- Directed by: Declan Whitebloom
- Written by: Ian Hayden
- Starring: Ruby Rose Frank Grillo Patrick Schwarzenegger
- Distributed by: AMC+
- Release date: August 5, 2022;
- Running time: 94 minutes
- Country: United States
- Language: English

= Stowaway (2022 film) =

Stowaway is a 2022 American thriller film written by Ian Hayden, directed by Declan Whitebloom and starring Ruby Rose, Frank Grillo and Patrick Schwarzenegger.

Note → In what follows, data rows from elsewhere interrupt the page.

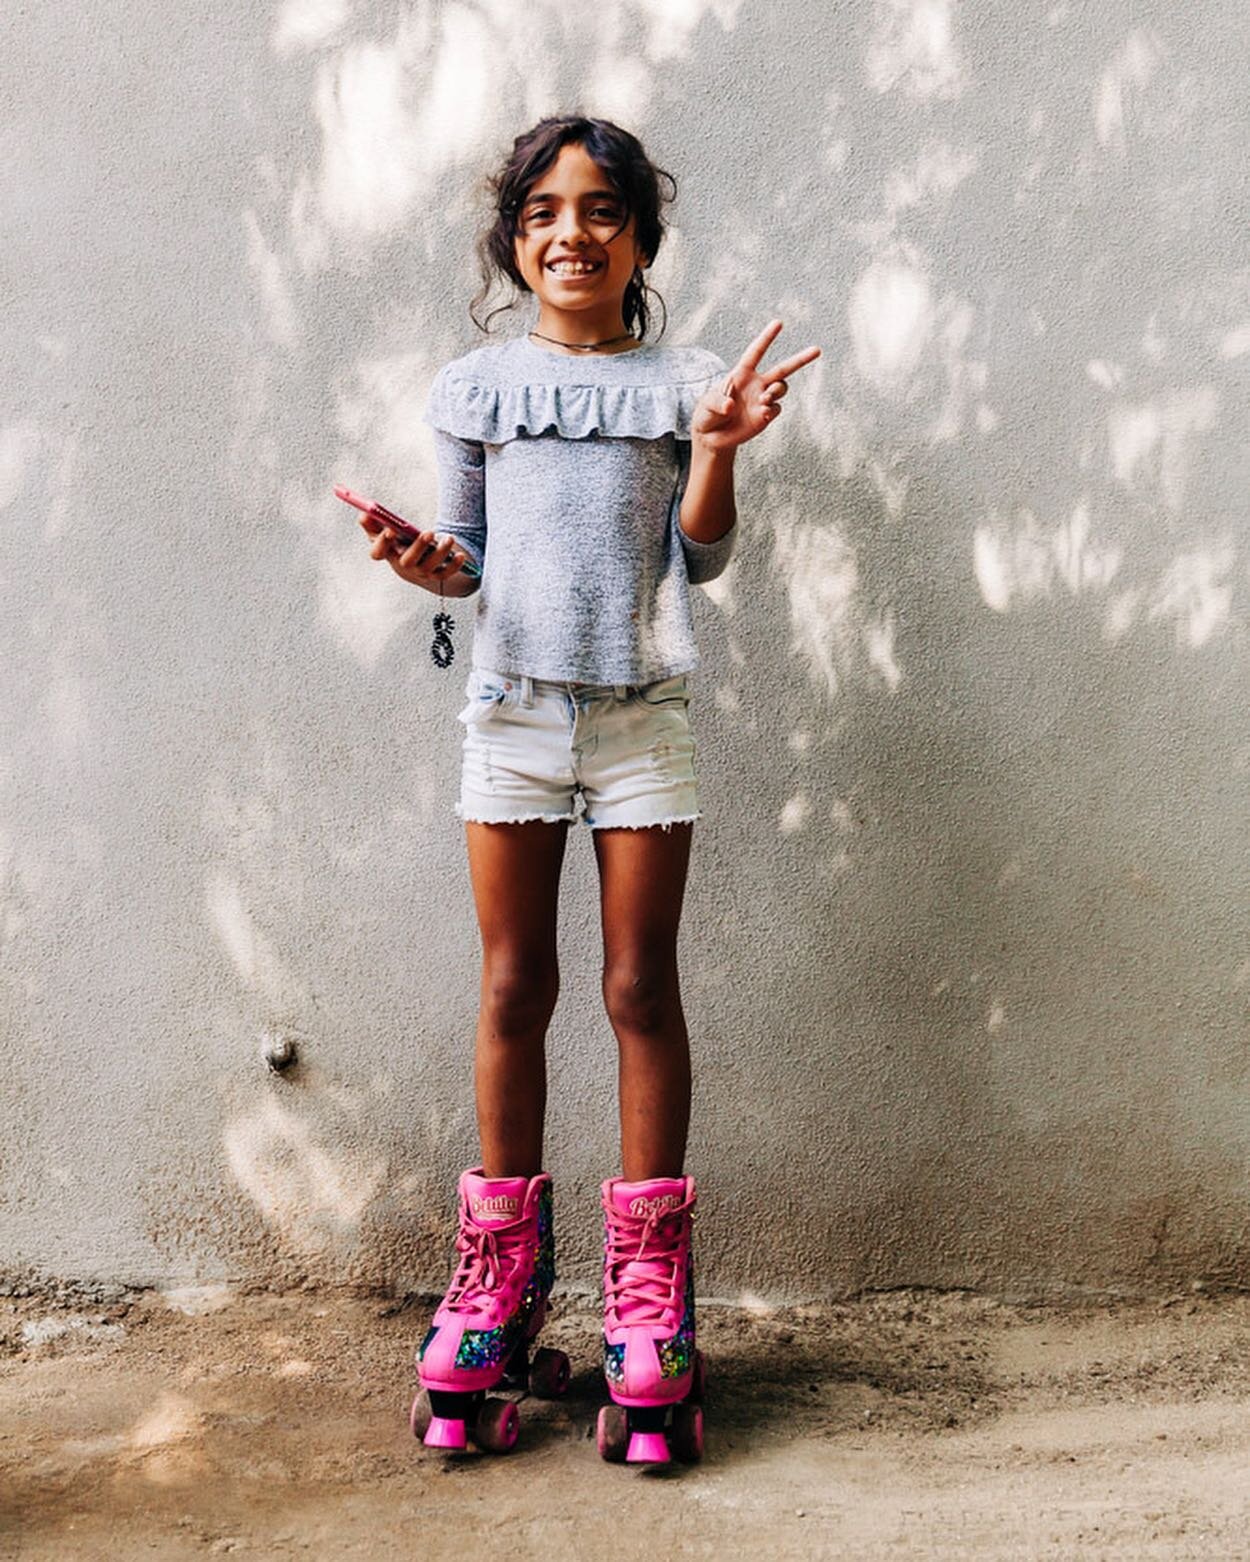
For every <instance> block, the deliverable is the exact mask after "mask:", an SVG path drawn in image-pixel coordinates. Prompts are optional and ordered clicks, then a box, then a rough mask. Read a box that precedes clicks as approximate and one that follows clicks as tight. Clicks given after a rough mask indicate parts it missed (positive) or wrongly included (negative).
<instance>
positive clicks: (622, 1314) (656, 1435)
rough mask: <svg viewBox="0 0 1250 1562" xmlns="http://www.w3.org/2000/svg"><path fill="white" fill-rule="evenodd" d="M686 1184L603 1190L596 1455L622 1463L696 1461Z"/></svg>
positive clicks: (696, 1365) (685, 1181) (693, 1330)
mask: <svg viewBox="0 0 1250 1562" xmlns="http://www.w3.org/2000/svg"><path fill="white" fill-rule="evenodd" d="M694 1204H695V1187H694V1178H688V1176H686V1178H652V1179H650V1181H647V1182H625V1181H622V1179H619V1178H613V1179H611V1181H608V1182H605V1184H603V1376H605V1378H606V1379H608V1393H609V1395H611V1398H613V1403H611V1404H605V1406H603V1409H602V1410H600V1412H598V1451H600V1454H602V1456H603V1457H605V1459H609V1460H613V1462H614V1464H620V1462H622V1460H623V1462H627V1464H669V1460H670V1459H672V1457H677V1459H680V1460H681V1462H683V1464H694V1462H695V1460H697V1459H700V1457H702V1456H703V1410H702V1409H700V1404H702V1401H703V1357H702V1354H700V1353H698V1351H697V1350H695V1345H694V1261H692V1256H691V1225H692V1218H694Z"/></svg>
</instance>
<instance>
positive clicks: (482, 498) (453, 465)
mask: <svg viewBox="0 0 1250 1562" xmlns="http://www.w3.org/2000/svg"><path fill="white" fill-rule="evenodd" d="M434 456H436V459H438V469H439V511H438V519H436V520H434V528H433V530H434V531H441V533H448V531H450V533H452V536H453V537H455V539H456V542H458V544H459V545H461V547H463V548H464V551H466V553H467V555H469V558H470V559H472V561H473V564H477V567H478V570H481V567H483V561H484V558H486V451H484V450H483V447H481V444H478V442H477V440H473V439H459V437H458V436H456V434H448V433H445V431H444V430H441V428H436V430H434Z"/></svg>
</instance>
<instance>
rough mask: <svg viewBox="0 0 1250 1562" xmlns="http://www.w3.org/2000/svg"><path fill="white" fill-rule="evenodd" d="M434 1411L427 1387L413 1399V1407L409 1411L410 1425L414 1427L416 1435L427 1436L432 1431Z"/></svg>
mask: <svg viewBox="0 0 1250 1562" xmlns="http://www.w3.org/2000/svg"><path fill="white" fill-rule="evenodd" d="M433 1414H434V1412H433V1410H431V1409H430V1395H428V1393H427V1392H425V1389H422V1390H420V1393H419V1395H417V1396H416V1400H414V1401H413V1409H411V1410H409V1412H408V1425H409V1426H411V1428H413V1435H414V1437H425V1434H427V1432H428V1431H430V1418H431V1415H433Z"/></svg>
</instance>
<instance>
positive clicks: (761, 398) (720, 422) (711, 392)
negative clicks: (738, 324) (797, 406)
mask: <svg viewBox="0 0 1250 1562" xmlns="http://www.w3.org/2000/svg"><path fill="white" fill-rule="evenodd" d="M780 331H781V320H772V322H769V325H766V326H764V330H763V331H761V333H759V336H756V339H755V341H753V342H752V345H750V347H748V348H747V351H745V353H744V355H742V356H741V358H739V359H738V362H736V364H734V367H733V369H731V370H730V373H728V375H727V376H725V383H723V384H722V386H719V387H716V389H713V391H705V392H703V395H702V397H700V398H698V403H697V406H695V409H694V417H692V419H691V436H692V439H695V440H697V442H698V444H702V445H705V447H706V448H708V450H734V448H736V447H738V445H745V442H747V440H748V439H755V436H756V434H763V431H764V430H766V428H767V426H769V423H772V422H773V420H775V419H777V415H778V412H780V411H781V397H783V395H784V394H786V391H788V389H789V386H788V384H786V380H788V378H789V375H792V373H794V372H795V370H797V369H802V367H803V366H805V364H809V362H811V361H813V359H814V358H819V356H820V348H819V347H805V348H803V351H802V353H795V355H794V356H792V358H786V359H783V361H781V362H780V364H775V366H773V367H772V369H764V370H761V369H759V359H761V358H763V356H764V353H766V351H767V350H769V345H770V344H772V342H773V341H775V339H777V336H778V333H780Z"/></svg>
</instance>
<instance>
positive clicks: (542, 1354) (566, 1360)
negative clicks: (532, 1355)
mask: <svg viewBox="0 0 1250 1562" xmlns="http://www.w3.org/2000/svg"><path fill="white" fill-rule="evenodd" d="M570 1376H572V1368H570V1367H569V1357H567V1356H566V1354H564V1351H548V1350H541V1351H534V1359H533V1362H530V1393H533V1396H534V1398H536V1400H559V1398H563V1395H566V1393H567V1392H569V1378H570Z"/></svg>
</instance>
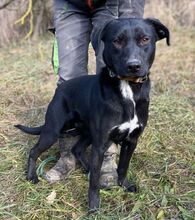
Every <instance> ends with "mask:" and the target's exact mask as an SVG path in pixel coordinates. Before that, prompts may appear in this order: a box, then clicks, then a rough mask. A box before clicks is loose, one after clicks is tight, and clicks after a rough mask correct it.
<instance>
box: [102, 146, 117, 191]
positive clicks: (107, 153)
mask: <svg viewBox="0 0 195 220" xmlns="http://www.w3.org/2000/svg"><path fill="white" fill-rule="evenodd" d="M117 152H118V151H117V146H116V145H115V144H112V145H111V146H110V147H109V149H108V151H107V152H106V153H105V155H104V161H103V164H102V168H101V176H100V187H101V188H106V189H109V188H111V187H112V186H117V185H118V174H117V164H116V156H117Z"/></svg>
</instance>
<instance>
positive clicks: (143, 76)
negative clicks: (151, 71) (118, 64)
mask: <svg viewBox="0 0 195 220" xmlns="http://www.w3.org/2000/svg"><path fill="white" fill-rule="evenodd" d="M149 74H150V73H148V74H147V75H145V76H142V77H136V76H126V77H125V76H124V77H121V76H117V75H115V74H114V73H113V72H111V71H110V76H111V77H117V78H118V79H120V80H126V81H129V82H133V83H144V82H145V81H147V80H148V78H149Z"/></svg>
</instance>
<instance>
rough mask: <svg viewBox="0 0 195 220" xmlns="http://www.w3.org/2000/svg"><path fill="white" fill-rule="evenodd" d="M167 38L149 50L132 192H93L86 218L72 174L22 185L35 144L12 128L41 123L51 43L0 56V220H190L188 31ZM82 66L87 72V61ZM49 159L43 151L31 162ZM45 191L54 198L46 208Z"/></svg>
mask: <svg viewBox="0 0 195 220" xmlns="http://www.w3.org/2000/svg"><path fill="white" fill-rule="evenodd" d="M172 36H173V37H172V46H171V47H169V48H168V47H166V46H165V42H161V43H159V44H158V47H157V55H156V60H155V64H154V66H153V68H152V74H151V78H152V82H153V83H152V91H151V104H150V117H149V122H148V126H147V128H146V130H145V132H144V134H143V136H142V137H141V139H140V141H139V144H138V147H137V149H136V152H135V154H134V156H133V159H132V161H131V164H130V169H129V173H128V175H129V178H130V179H132V180H133V181H135V182H136V183H137V185H138V187H139V192H138V193H136V194H132V193H127V192H124V191H123V189H121V188H120V187H114V188H113V189H111V190H109V191H105V190H101V209H100V211H99V212H98V213H96V214H94V215H91V216H88V215H87V214H86V213H87V189H88V181H87V178H86V176H85V175H84V174H83V173H82V171H81V170H80V169H78V170H76V171H74V172H73V173H72V174H71V175H70V176H69V177H68V178H67V179H65V180H64V181H62V182H59V183H56V184H53V185H50V184H48V183H47V182H46V181H45V180H43V179H41V181H40V182H39V183H38V184H37V185H33V184H31V183H29V182H27V181H26V180H25V170H26V162H27V156H28V152H29V149H30V148H31V147H32V146H33V144H34V143H35V142H36V140H37V138H36V137H31V136H28V135H24V134H22V133H21V132H19V131H18V130H16V129H14V127H13V125H14V124H17V123H23V124H30V125H37V123H38V124H41V123H42V122H43V120H44V113H45V110H46V107H47V105H48V103H49V100H50V99H51V97H52V95H53V92H54V89H55V87H56V81H57V77H56V76H54V74H53V70H52V67H51V64H50V54H51V46H52V40H51V39H41V40H40V41H39V43H37V42H29V43H24V44H23V45H13V46H12V47H9V48H5V49H1V54H0V96H1V99H0V160H1V164H0V219H6V220H7V219H89V220H90V219H101V220H115V219H133V220H137V219H146V220H149V219H160V220H162V219H186V220H190V219H194V216H195V205H194V201H195V178H194V177H195V173H194V170H195V164H194V159H195V158H194V155H195V154H194V153H195V152H194V147H195V96H194V94H195V81H194V74H195V66H194V63H195V57H194V54H195V46H194V43H193V42H194V40H195V30H190V31H186V30H183V31H180V30H178V31H175V32H173V33H172ZM90 53H91V55H92V52H91V51H90ZM89 67H90V71H92V70H94V58H91V60H90V66H89ZM57 152H58V148H57V147H54V148H53V149H50V150H49V151H48V152H46V153H44V154H43V155H42V156H41V158H40V159H39V161H38V162H40V161H41V160H43V159H45V158H46V157H48V156H50V155H56V153H57ZM49 166H50V167H51V166H52V163H51V164H50V165H49ZM53 191H55V193H56V198H55V200H54V202H53V203H52V204H49V203H48V202H47V197H48V196H49V195H50V194H51V193H52V192H53Z"/></svg>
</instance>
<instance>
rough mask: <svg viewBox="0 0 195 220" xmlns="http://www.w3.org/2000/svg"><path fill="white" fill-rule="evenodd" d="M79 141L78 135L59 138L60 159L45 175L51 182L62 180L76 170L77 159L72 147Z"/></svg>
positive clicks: (55, 181) (44, 177) (45, 177)
mask: <svg viewBox="0 0 195 220" xmlns="http://www.w3.org/2000/svg"><path fill="white" fill-rule="evenodd" d="M77 141H78V137H70V136H68V137H64V138H59V146H60V159H59V160H58V162H57V163H56V165H55V166H54V167H52V168H51V169H50V170H49V171H47V172H46V174H45V176H44V178H45V179H46V180H47V181H48V182H49V183H54V182H57V181H60V180H62V179H63V178H65V177H67V176H68V174H69V173H70V172H71V171H74V170H75V167H76V160H75V157H74V156H73V154H72V153H71V148H72V146H73V145H74V144H75V143H76V142H77Z"/></svg>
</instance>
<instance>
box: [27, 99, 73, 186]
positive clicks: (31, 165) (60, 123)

It is Whitebloom's feature directorial debut.

==Plot==
Bella inherits a yacht from her father, who was a mercenary.
She wants to take a trip on it with her boyfriend Michael, but the yacht is attacked by Meeser, a colleague of her father's, who wants to get his hands on money they stole together.
Michael escapes to get help.
Meanwhile, Bella learns from Captain Lawson that her father donated the money to charitable organizations.
Meeser murders him, Bella escapes from the ship, detonates an explosive device, and is rescued by the coast guard, alerted by Michael.
Bella then donates a share of the insurance money from the yacht to Captain Lawson's widow.

==Cast==
- Ruby Rose as Bella Denton
- Patrick Schwarzenegger as Michael
- Frank Grillo as Meeser
- Scotty Bohnen as Sunshine
- Danny Bohnen as Jim
- Luis Da Silva as Captain Lawson
- Major Dodge as Arthur Denton

==Release==
The film was released on AMC+ on August 5, 2022.

==Reception==
Alistair Lawrence of Common Sense Media awarded the film two stars out of five.

Brittany Witherspoon of Screen Rant also awarded the film two stars out of five.